08 JUN/2020

女優・志田未来「仕事との距離感は今が一番ちょうどいい」仕事一色の日々を乗り越え気付いた、自分らしい挑戦のカタチ

今、社会が、時代が激しく変わろうとしている。変わることって、すごく難しい。変わることって、すごく勇気がいる。でも自分から変わることで、今まで知らなかった新しい自分に出会えることだって、きっとある。

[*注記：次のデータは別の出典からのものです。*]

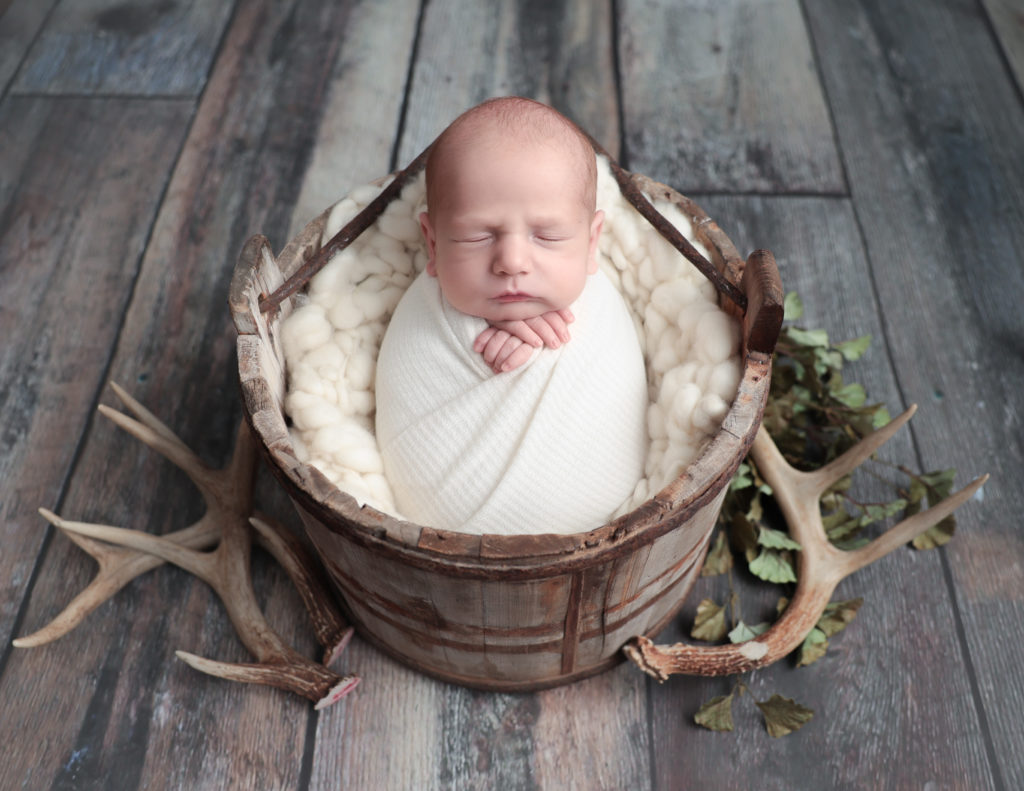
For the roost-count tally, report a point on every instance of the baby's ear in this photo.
(428, 236)
(595, 234)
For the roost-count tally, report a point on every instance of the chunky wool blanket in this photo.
(556, 445)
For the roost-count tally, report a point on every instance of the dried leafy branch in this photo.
(813, 415)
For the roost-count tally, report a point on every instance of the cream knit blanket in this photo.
(554, 446)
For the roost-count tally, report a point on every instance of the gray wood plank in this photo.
(127, 712)
(75, 218)
(557, 52)
(930, 127)
(19, 22)
(75, 215)
(152, 47)
(1008, 19)
(724, 96)
(866, 692)
(363, 108)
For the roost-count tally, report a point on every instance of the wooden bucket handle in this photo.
(761, 305)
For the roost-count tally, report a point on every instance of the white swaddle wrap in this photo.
(555, 445)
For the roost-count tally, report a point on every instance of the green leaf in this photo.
(719, 558)
(838, 615)
(742, 632)
(710, 622)
(716, 714)
(814, 647)
(850, 394)
(854, 349)
(938, 486)
(793, 307)
(744, 535)
(807, 337)
(772, 567)
(879, 511)
(782, 715)
(776, 539)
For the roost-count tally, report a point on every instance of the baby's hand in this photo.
(506, 345)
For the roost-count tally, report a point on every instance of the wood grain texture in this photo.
(134, 717)
(363, 107)
(76, 214)
(150, 47)
(926, 255)
(19, 23)
(934, 159)
(1008, 19)
(557, 52)
(904, 639)
(723, 96)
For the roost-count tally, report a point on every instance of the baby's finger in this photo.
(516, 358)
(524, 330)
(549, 334)
(482, 338)
(494, 346)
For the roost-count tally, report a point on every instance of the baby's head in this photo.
(511, 225)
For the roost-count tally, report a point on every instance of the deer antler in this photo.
(228, 497)
(821, 565)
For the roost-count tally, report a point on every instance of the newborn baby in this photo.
(492, 415)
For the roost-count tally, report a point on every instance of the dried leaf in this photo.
(742, 477)
(938, 486)
(854, 349)
(813, 648)
(776, 539)
(742, 632)
(719, 558)
(710, 622)
(716, 714)
(851, 394)
(814, 338)
(782, 715)
(838, 615)
(772, 567)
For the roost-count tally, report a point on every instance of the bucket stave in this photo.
(507, 613)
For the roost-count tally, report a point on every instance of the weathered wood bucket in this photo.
(507, 613)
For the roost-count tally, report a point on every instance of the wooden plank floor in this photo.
(877, 147)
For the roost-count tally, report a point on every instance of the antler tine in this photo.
(910, 528)
(333, 631)
(228, 498)
(172, 449)
(145, 417)
(821, 565)
(226, 571)
(200, 564)
(855, 456)
(326, 688)
(118, 567)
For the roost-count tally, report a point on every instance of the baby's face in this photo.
(512, 238)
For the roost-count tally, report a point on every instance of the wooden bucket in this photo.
(508, 613)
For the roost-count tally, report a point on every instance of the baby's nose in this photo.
(511, 255)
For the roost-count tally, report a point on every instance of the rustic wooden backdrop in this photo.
(875, 146)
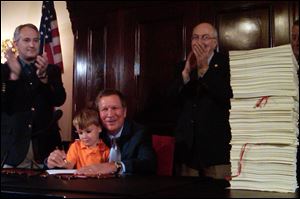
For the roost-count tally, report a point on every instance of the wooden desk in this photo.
(14, 185)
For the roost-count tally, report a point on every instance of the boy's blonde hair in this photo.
(85, 118)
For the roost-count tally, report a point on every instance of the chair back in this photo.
(164, 147)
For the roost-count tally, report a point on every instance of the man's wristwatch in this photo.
(118, 166)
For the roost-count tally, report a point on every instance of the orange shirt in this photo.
(82, 155)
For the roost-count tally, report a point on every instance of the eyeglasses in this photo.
(204, 37)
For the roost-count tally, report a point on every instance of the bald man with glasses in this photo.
(203, 131)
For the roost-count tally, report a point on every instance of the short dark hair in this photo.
(20, 27)
(109, 92)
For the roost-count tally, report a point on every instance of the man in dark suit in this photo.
(30, 90)
(203, 132)
(135, 145)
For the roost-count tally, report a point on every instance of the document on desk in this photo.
(61, 171)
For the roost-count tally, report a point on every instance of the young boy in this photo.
(89, 149)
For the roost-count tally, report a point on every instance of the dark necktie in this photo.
(114, 154)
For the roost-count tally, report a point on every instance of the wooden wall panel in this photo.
(244, 29)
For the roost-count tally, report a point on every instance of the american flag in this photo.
(49, 41)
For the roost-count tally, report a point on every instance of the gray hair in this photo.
(20, 27)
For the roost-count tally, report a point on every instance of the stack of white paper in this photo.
(264, 119)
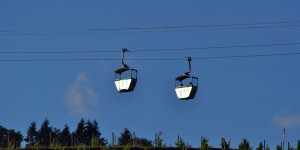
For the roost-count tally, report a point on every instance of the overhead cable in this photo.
(279, 24)
(148, 59)
(151, 50)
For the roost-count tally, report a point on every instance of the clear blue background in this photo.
(251, 98)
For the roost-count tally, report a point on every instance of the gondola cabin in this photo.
(186, 86)
(125, 79)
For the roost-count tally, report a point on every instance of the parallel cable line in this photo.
(154, 29)
(149, 59)
(151, 50)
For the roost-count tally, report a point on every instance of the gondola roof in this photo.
(121, 70)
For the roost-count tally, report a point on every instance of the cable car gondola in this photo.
(125, 77)
(189, 90)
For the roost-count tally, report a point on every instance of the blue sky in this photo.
(251, 98)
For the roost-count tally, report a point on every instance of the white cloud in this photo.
(80, 96)
(288, 120)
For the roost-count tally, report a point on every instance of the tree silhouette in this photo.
(244, 145)
(44, 134)
(65, 136)
(93, 134)
(80, 132)
(225, 145)
(204, 143)
(278, 147)
(9, 137)
(32, 134)
(260, 146)
(125, 138)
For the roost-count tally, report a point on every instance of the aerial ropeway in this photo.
(186, 85)
(125, 77)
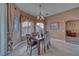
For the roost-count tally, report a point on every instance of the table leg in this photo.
(38, 48)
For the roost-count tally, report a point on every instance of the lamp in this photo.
(40, 17)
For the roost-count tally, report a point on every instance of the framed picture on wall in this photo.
(54, 26)
(16, 23)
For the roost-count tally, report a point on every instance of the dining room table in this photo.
(38, 39)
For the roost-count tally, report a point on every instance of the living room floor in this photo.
(57, 48)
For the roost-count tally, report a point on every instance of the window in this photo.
(40, 28)
(27, 27)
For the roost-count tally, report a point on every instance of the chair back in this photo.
(28, 38)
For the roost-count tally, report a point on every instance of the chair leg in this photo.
(31, 51)
(27, 49)
(44, 49)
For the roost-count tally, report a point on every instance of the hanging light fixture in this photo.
(40, 17)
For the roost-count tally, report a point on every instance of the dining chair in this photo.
(46, 42)
(31, 43)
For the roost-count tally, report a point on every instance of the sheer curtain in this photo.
(27, 28)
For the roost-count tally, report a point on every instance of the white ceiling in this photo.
(50, 8)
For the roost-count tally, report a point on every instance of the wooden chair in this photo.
(31, 43)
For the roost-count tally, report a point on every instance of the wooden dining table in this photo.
(38, 39)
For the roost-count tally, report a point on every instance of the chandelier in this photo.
(40, 17)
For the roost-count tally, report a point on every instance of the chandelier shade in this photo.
(40, 17)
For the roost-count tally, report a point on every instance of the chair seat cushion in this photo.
(34, 43)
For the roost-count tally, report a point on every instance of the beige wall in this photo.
(61, 18)
(73, 26)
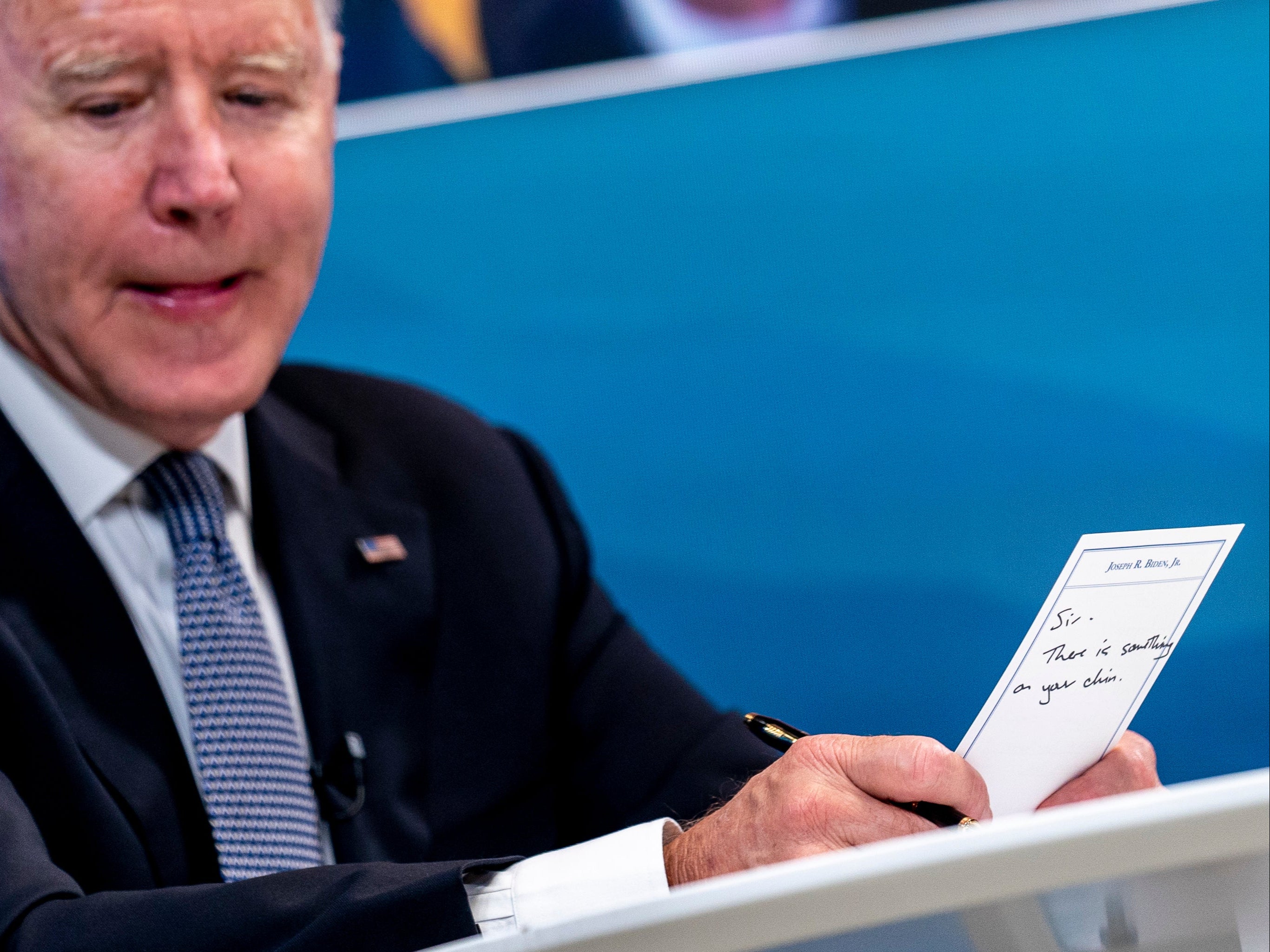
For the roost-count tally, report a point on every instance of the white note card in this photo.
(1099, 643)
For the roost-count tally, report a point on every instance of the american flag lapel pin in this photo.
(382, 549)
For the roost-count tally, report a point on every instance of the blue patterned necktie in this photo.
(254, 769)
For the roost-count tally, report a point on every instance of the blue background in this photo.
(840, 362)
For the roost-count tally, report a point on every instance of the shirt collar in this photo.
(89, 457)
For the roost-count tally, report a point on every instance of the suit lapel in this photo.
(343, 616)
(94, 664)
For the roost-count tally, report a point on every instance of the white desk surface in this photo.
(1185, 826)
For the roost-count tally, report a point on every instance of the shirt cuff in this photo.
(588, 879)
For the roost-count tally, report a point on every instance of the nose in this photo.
(193, 182)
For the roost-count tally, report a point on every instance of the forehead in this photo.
(42, 32)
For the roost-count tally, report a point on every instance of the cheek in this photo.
(61, 220)
(291, 192)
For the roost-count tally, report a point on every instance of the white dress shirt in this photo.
(94, 462)
(668, 26)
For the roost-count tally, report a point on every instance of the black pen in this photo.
(782, 736)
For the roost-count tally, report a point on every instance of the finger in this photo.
(842, 815)
(905, 769)
(1130, 766)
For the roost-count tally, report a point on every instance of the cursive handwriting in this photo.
(1062, 620)
(1057, 686)
(1153, 644)
(1059, 654)
(1100, 679)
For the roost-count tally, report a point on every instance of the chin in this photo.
(183, 405)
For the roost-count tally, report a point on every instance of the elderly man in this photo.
(300, 659)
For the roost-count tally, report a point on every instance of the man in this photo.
(214, 571)
(401, 46)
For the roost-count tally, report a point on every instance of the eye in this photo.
(250, 98)
(105, 110)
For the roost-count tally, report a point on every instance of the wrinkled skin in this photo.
(827, 791)
(165, 190)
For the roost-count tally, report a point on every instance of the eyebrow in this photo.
(75, 68)
(288, 60)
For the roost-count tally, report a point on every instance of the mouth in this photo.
(188, 297)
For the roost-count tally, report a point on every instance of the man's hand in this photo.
(825, 794)
(1130, 766)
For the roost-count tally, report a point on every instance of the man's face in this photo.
(165, 176)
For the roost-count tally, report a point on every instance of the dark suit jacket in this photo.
(382, 55)
(507, 709)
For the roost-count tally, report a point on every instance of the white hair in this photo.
(328, 13)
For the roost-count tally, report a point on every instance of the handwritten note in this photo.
(1098, 645)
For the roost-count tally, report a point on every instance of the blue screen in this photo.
(839, 362)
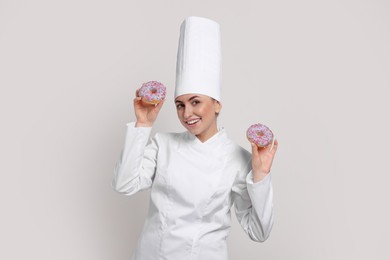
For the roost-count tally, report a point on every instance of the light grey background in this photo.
(316, 72)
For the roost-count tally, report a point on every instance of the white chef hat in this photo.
(199, 59)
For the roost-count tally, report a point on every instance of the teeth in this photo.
(193, 121)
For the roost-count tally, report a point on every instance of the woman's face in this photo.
(197, 113)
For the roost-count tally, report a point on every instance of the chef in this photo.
(195, 176)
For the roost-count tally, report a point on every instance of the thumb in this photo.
(159, 105)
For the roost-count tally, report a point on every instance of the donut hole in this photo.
(260, 134)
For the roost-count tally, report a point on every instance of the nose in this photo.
(187, 112)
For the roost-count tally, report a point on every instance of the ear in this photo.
(217, 106)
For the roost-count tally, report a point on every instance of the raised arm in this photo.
(136, 167)
(253, 205)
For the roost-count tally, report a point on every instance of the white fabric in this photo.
(199, 59)
(193, 187)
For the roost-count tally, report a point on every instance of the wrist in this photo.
(258, 176)
(140, 124)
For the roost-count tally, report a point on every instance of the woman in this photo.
(196, 176)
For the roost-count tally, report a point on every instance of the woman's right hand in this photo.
(146, 113)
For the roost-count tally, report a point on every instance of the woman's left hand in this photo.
(262, 158)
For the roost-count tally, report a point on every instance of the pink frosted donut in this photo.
(259, 134)
(152, 92)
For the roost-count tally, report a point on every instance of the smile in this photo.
(192, 122)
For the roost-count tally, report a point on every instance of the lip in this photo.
(197, 120)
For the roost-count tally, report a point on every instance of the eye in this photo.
(195, 102)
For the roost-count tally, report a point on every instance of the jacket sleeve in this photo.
(135, 169)
(253, 205)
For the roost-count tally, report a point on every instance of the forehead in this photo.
(187, 97)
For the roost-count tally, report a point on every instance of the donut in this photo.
(152, 92)
(259, 134)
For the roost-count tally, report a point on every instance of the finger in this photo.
(159, 105)
(276, 144)
(255, 150)
(137, 99)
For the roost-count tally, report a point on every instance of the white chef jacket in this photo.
(193, 187)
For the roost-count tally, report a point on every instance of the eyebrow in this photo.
(191, 98)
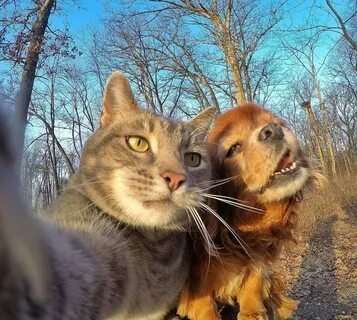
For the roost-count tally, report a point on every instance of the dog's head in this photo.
(255, 146)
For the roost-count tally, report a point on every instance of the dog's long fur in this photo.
(250, 144)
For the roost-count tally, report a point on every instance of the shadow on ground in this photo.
(316, 286)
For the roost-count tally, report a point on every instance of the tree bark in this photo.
(28, 76)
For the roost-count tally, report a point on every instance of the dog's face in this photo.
(257, 148)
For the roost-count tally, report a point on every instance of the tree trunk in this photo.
(325, 125)
(28, 76)
(313, 124)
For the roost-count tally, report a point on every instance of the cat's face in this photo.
(142, 169)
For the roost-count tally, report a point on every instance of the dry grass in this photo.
(321, 268)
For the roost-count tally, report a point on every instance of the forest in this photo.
(297, 58)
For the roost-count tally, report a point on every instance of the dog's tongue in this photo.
(285, 162)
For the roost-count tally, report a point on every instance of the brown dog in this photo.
(269, 171)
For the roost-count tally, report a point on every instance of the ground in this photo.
(321, 270)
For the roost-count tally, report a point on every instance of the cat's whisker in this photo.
(242, 243)
(218, 184)
(210, 246)
(233, 203)
(211, 182)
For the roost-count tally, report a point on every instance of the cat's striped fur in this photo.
(113, 245)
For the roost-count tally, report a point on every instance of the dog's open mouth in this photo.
(286, 165)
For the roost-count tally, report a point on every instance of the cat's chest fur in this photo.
(157, 262)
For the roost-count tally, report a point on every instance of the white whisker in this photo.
(242, 243)
(234, 203)
(209, 244)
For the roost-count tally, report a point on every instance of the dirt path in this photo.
(322, 269)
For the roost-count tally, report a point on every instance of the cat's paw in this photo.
(252, 316)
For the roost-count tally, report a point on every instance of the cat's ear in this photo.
(118, 98)
(203, 121)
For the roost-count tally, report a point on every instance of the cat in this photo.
(113, 245)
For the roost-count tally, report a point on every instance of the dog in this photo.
(266, 169)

女優の志田未来さんも変化を選ぶことで、新しい成長を掴んできた。

志田未来

志田未来(しだ・みらい)

1993年5月10日生まれ、神奈川県出身。2005年、『女王の教室』(日本テレビ系)で一躍注目を集め、06年、『14歳の母』(日本テレビ系)で13歳にして連続ドラマ初主演を務める。以降、ドラマ『正義の味方』(日本テレビ系)、『小公女セイラ』(TBS系)、映画『誰も守ってくれない』など数多くの作品に出演。『借りぐらしのアリエッティ』で声優業にも進出し、18年にはアニメ『僕のヒーローアカデミア』でメリッサ役のCVを務めた。現在放送中の『美食探偵 明智五郎』(日本テレビ系)に加え、6月29日20時~放送のドラマスペシャル 堂場瞬一サスペンス『ラストライン 刑事 岩倉剛』(テレビ東京系)、映画『#ハンド全力』が公開を予定している

新しいことに挑戦するのは苦手。でも、チャレンジをやめない理由

「私自身、新しいことに挑戦するのはあんまり得意ではないんです」

そう少し恥ずかしそうに笑う志田さん。それでもチャレンジすることを選ぶのは、ずっと同じことを繰り返していたら成長できない、と知っているから。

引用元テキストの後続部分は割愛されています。